Source code for rsmtool.utils.files
"""
Utility classes and functions for RSMTool file management.
:author: Jeremy Biggs (jbiggs@ets.org)
:author: Anastassia Loukina (aloukina@ets.org)
:author: Nitin Madnani (nmadnani@ets.org)
:organization: ETS
"""
import json
import re
from glob import glob
from pathlib import Path
from os.path import join
from .constants import POSSIBLE_EXTENSIONS
def has_files_with_extension(directory, ext):
"""
Check if the directory has any files with the given extension.
Parameters
----------
directory : str
The path to the directory where output is located.
ext : str
The the given extension.
Returns
-------
bool
True if directory contains files with given extension,
else False.
"""
files_with_extension = glob(join(directory, '*.{}'.format(ext)))

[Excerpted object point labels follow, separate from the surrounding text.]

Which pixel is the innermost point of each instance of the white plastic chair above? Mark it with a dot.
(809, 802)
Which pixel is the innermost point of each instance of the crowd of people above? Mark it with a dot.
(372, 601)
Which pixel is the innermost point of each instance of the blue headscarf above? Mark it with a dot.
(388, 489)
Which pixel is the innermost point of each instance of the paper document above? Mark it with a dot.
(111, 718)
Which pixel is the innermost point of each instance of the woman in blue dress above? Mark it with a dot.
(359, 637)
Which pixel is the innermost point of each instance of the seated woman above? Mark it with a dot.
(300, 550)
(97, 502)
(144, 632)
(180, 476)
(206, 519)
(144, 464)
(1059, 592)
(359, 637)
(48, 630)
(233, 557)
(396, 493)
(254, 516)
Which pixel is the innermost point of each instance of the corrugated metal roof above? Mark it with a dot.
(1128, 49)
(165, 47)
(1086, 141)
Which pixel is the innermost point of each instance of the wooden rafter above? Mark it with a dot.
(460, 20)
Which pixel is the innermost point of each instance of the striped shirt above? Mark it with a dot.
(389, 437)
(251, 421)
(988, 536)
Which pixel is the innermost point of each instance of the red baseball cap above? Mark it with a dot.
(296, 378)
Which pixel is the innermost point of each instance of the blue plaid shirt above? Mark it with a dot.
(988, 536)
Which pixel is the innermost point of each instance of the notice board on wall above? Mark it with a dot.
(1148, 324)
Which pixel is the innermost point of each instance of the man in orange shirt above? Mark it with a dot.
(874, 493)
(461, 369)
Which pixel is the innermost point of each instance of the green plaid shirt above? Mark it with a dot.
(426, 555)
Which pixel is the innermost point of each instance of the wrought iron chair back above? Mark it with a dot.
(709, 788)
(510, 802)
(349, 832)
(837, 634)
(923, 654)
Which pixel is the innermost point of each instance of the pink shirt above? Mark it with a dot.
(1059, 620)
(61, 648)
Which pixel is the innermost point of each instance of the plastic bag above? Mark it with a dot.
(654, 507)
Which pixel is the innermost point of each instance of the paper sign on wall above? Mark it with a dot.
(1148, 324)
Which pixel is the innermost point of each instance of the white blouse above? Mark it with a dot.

return len(files_with_extension) > 0
def get_output_directory_extension(directory, experiment_id):
"""
Check the output directory to determine what file extensions
exist. If more than one extension (in the possible list of
extensions) exists, then raise a ValueError. Otherwise,
return the one file extension. If no extensions can be found, then
`csv` will be returned by default.
Possible extensions include: `csv`, `tsv`, `xlsx`. Files in the
directory with none of these extensions will be ignored.
Parameters
----------
directory : str
The path to the directory where output is located.
experiment_id : str
The ID of the experiment.
Returns
-------
extension : {'csv', 'tsv', 'xlsx'}
The extension that output files in this directory
end with.
Raises
------
ValueError
If any files in the directory have different extensions,
and are in the list of possible output extensions.
"""
extension = 'csv'
extensions_identified = {ext for ext in POSSIBLE_EXTENSIONS
if has_files_with_extension(directory, ext)}
if len(extensions_identified) > 1:
raise ValueError('Some of the files in the experiment output directory (`{}`) '
'for `{}` have different extensions. All files in this directory '
'must have the same extension. The following extensions were '
'identified : {}'.format(directory,
experiment_id,
', '.join(extensions_identified)))
elif len(extensions_identified) == 1:
extension = list(extensions_identified)[0]
return extension